The whole plan seems more than promising, but because economic models are never exact as mathematics, there is a slim chance to implement the plan to succeed, especially considering the "effectiveness" and prejudices of Greek politicians and society to changes, privatizations and European intervention in their internal affairs.
While abroad they are plotting how to quell the Greek problem quickly enough before becoming a pan-European issue, the representative of the European Commission officially announced that the Troika will finally return to Athens on Thursday morning this week to finish the long lasting fifth inspection on the progress of reforms in the Greek economy. Statements made it clear that this time the Europeans and the International Monetary Fund are not inclined to exchange money for promises and want to see in black and white not only the compensation for the obligations outstanding so far, but the exact action plan by the end of 2013.
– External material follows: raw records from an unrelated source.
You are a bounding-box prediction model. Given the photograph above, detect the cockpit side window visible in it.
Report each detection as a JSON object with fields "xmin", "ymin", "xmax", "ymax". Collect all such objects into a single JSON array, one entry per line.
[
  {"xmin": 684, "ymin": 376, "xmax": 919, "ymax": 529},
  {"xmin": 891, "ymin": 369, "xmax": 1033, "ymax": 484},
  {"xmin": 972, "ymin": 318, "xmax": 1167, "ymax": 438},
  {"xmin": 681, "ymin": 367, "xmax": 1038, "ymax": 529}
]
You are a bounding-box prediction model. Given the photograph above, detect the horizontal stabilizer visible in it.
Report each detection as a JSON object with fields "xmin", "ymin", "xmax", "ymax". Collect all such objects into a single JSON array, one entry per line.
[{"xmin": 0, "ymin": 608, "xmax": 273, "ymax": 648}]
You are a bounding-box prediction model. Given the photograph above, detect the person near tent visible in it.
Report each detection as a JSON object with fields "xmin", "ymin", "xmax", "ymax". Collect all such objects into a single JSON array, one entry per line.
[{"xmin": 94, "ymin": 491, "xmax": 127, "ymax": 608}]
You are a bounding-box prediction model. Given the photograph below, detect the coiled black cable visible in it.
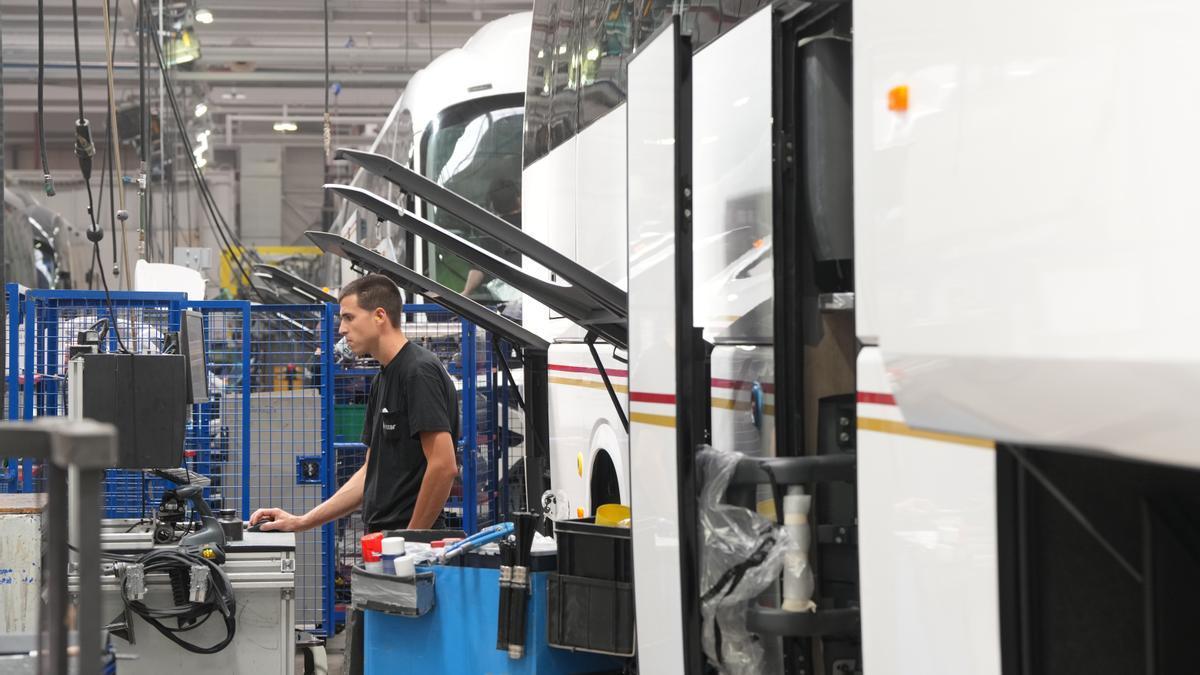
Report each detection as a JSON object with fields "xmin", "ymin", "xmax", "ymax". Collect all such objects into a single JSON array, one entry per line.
[{"xmin": 121, "ymin": 548, "xmax": 237, "ymax": 655}]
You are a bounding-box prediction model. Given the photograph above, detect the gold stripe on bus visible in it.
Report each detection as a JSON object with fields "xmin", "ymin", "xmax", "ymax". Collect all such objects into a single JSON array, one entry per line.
[
  {"xmin": 711, "ymin": 398, "xmax": 776, "ymax": 417},
  {"xmin": 857, "ymin": 417, "xmax": 994, "ymax": 450},
  {"xmin": 711, "ymin": 397, "xmax": 749, "ymax": 411},
  {"xmin": 548, "ymin": 376, "xmax": 629, "ymax": 394},
  {"xmin": 630, "ymin": 412, "xmax": 676, "ymax": 428}
]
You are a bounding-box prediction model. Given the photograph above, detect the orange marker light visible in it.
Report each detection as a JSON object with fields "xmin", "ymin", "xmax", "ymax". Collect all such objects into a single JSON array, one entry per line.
[
  {"xmin": 888, "ymin": 85, "xmax": 909, "ymax": 112},
  {"xmin": 577, "ymin": 507, "xmax": 585, "ymax": 519}
]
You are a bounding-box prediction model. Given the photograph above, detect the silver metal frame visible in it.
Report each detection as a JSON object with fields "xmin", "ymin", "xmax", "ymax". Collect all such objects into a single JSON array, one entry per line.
[{"xmin": 0, "ymin": 417, "xmax": 119, "ymax": 675}]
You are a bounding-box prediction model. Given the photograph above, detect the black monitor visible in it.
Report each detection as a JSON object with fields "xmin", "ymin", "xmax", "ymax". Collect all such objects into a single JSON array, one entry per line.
[
  {"xmin": 82, "ymin": 353, "xmax": 187, "ymax": 468},
  {"xmin": 180, "ymin": 310, "xmax": 210, "ymax": 404}
]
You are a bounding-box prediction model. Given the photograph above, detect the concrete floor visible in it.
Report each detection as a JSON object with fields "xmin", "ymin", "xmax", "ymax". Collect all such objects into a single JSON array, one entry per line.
[{"xmin": 296, "ymin": 630, "xmax": 346, "ymax": 675}]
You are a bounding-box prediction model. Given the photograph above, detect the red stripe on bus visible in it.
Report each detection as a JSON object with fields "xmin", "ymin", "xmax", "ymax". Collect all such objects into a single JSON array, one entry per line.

Once the supervisory Troika of the European Commission, the European Central Bank and the International Monetary Fund clear the situation in Greece, it will become clear whether the mission will give the green light for the next financial injection, which this time is € 8 billion. Meanwhile, an extraordinary meeting of euro zone ministers, Eurogroup, is expected, which most likely will be held this weekend. This is the supposed date based on statements by the European Commission according to which the ministers should meet as soon as possible to discuss the Greek issues, which means that this meeting will be held before Monday, October 3, 2011 when the regular session of the organization will take place.
The measures would have several positive effects as Roland Berger expects. The CDS spreads of the current 20 percent is huge, leads to huge losses to speculators, and to discourage them from picking them up in Ireland, Portugal or Spain to play on the collapse.
In Greek the full privatization of state enterprises would also destroy state corruption, and boost the long-term growth and investment.
The bond holdings as the capital of Greek banks via an increase in the value of the bonds would increase by 30 billion euros. This will restore the solvency of the banking system and 95 per cent reduction in the ECB's risk exposure relating to Greece, while Greece would put an end to the financial crisis.
In the short-term impact on debt 145 from the GDP, 88 per cent reduction in rescheduling without, and Greece also regain investors' (A or A +) rating of the CDS spread is from 20 to 5 per cent would fall almost immediately, greatly reducing the interest burden. The ECB Greek risk exposure would be reduced to zero, while the European taxpayer is minimal risk of falls.